Section 4: Academic Monologue Strategy

Develop a complete strategy for Section 4 — the most challenging part of the IELTS Listening test.

Section 4 is the hardest part of the IELTS Listening test. It is a monologue (one speaker only) on an academic topic — a university lecture, a research presentation, or an academic talk. There is no break in the middle.

Why Section 4 is harder:

  • Academic vocabulary is more complex
  • The speaker talks faster and uses more complex sentence structures
  • There are no conversation cues to help you follow the structure
  • The question types are often note completion or summary completion

The Section 4 strategy:

  1. Use the reading time — read all questions carefully; predict the topic and vocabulary
  2. Follow the signpost words — they tell you when each answer is coming
  3. Write immediately — do not wait to be sure; write your best guess and keep listening
  4. Do not panic if you miss one — move to the next question immediately
  5. Check your answers at the end — do they make grammatical sense? Are they within the word limit?

Common Section 4 topics:

  • Environmental science (climate change, conservation, ecology)
  • History and archaeology
  • Psychology and behaviour
  • Business and economics
  • Technology and innovation
  • Health and medicine

Section 4 note completion strategy

Question: 'The main cause of coral bleaching is _____ temperatures.'
Prediction: I need an adjective. The topic is coral bleaching. Likely answer: rising / increased / elevated / higher.
Audio: '...coral bleaching is primarily caused by elevated ocean temperatures, which disrupt the symbiotic relationship between coral and algae.'
Answer: elevated

Why this works: Prediction (adjective + temperature-related) → Recognition ('elevated ocean temperatures') → Answer ('elevated'). The word limit is 'NO MORE THAN TWO WORDS' — 'elevated' is one word, within the limit.

monologue

a long speech by one person

Example: Section 4 is a monologue — only one speaker.

symbiotic

involving a mutually beneficial relationship

Example: Coral and algae have a symbiotic relationship.

ecology

the study of relationships between organisms and their environment

Example: The lecture covered marine ecology.

Academic speakers use complex noun phrases.
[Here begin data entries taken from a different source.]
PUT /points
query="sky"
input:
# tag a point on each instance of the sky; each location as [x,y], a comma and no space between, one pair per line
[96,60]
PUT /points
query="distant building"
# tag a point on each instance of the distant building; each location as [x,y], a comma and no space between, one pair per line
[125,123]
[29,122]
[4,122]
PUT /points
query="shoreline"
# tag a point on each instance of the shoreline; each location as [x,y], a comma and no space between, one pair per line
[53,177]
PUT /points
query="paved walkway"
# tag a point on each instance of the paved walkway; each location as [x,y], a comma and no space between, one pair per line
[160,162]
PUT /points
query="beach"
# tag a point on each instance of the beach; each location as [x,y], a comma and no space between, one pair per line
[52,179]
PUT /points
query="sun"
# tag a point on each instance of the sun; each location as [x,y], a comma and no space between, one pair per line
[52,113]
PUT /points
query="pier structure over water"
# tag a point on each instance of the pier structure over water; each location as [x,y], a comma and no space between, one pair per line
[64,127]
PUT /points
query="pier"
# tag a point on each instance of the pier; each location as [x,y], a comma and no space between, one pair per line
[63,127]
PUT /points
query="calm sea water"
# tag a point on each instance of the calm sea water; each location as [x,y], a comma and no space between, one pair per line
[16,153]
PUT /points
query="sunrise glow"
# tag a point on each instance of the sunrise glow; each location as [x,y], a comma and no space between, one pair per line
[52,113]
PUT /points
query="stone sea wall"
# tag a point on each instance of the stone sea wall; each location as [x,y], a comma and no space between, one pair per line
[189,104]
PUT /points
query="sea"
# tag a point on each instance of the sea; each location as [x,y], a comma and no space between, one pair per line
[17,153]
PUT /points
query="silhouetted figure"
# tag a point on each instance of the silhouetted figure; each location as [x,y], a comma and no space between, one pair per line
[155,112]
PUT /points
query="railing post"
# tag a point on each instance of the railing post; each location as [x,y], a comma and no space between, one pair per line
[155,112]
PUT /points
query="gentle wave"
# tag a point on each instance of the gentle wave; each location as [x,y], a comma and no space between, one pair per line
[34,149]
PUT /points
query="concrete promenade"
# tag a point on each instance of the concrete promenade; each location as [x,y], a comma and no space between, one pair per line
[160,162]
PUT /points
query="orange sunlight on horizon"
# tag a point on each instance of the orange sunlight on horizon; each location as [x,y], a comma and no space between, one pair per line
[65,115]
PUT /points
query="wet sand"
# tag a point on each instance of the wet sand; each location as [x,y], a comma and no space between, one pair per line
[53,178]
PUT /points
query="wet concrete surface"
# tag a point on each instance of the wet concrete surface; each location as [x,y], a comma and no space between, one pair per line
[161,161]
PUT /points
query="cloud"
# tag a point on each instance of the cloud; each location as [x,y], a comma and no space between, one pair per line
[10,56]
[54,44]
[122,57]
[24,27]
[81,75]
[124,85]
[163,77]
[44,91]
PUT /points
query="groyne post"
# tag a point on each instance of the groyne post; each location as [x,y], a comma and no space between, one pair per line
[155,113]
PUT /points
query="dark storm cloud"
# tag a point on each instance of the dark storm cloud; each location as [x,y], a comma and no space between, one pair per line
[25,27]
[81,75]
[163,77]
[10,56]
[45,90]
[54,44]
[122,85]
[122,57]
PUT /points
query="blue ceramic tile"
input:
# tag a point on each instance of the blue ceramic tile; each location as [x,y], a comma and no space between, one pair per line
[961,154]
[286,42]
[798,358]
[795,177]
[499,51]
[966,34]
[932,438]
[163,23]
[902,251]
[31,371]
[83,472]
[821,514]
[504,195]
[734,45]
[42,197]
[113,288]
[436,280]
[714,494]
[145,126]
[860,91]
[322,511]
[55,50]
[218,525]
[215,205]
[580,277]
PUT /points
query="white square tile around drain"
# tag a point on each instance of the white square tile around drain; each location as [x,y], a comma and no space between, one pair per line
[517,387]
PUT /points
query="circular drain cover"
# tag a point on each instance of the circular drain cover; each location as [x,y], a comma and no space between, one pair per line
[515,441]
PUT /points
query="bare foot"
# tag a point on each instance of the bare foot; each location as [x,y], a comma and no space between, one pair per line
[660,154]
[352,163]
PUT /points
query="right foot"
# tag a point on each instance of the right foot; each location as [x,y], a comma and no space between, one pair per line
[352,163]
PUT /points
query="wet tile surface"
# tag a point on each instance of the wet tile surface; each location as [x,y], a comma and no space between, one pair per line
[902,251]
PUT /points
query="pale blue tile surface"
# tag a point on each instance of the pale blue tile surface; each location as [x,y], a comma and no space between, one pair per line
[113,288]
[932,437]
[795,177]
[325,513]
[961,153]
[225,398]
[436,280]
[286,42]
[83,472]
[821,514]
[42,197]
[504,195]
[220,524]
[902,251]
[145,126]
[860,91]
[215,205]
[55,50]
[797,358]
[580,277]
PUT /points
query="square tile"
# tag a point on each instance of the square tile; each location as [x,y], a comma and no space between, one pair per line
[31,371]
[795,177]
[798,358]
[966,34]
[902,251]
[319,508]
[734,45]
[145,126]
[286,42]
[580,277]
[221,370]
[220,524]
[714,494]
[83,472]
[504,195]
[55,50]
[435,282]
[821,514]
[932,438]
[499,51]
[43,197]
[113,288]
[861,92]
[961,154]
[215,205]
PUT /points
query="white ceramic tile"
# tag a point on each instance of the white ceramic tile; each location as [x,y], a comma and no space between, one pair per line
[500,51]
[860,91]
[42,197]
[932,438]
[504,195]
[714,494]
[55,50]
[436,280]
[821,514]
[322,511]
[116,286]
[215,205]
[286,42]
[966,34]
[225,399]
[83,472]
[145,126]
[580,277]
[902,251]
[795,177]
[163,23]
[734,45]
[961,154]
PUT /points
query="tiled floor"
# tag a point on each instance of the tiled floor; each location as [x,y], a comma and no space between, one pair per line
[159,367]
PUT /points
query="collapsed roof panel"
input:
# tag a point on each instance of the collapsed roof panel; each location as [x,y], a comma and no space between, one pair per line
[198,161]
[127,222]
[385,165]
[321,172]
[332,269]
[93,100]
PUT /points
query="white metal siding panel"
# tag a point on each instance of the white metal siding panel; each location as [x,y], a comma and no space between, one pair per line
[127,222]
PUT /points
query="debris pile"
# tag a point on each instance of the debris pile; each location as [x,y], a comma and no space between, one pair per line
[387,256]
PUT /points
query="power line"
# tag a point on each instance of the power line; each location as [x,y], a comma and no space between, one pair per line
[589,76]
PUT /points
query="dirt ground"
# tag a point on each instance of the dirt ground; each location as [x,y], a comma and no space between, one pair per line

You need to capture the key noun, not the whole phrase.

adjective + adjective + noun → write the key noun + one modifier
  • 'the rapid and unprecedented deterioration of marine biodiversity' → write: rapid deterioration (or marine biodiversity)
  • 'a highly sophisticated and resource-intensive manufacturing process' → write: sophisticated process
  • 'the long-term socioeconomic consequences of climate change' → write: socioeconomic consequences
  • Use all reading time to predict vocabulary and answer types for Section 4.
  • Follow signpost words — they tell you when each answer is coming.
  • Write your best guess immediately — do not leave gaps.
  • For complex noun phrases, capture the key noun + one modifier.
Practice Task

Listen to a 10-minute academic podcast or TED Talk on a science or social science topic. Take notes using abbreviations. After listening, write a 5-sentence summary of the main points from your notes. Compare your summary to the original — what did you miss?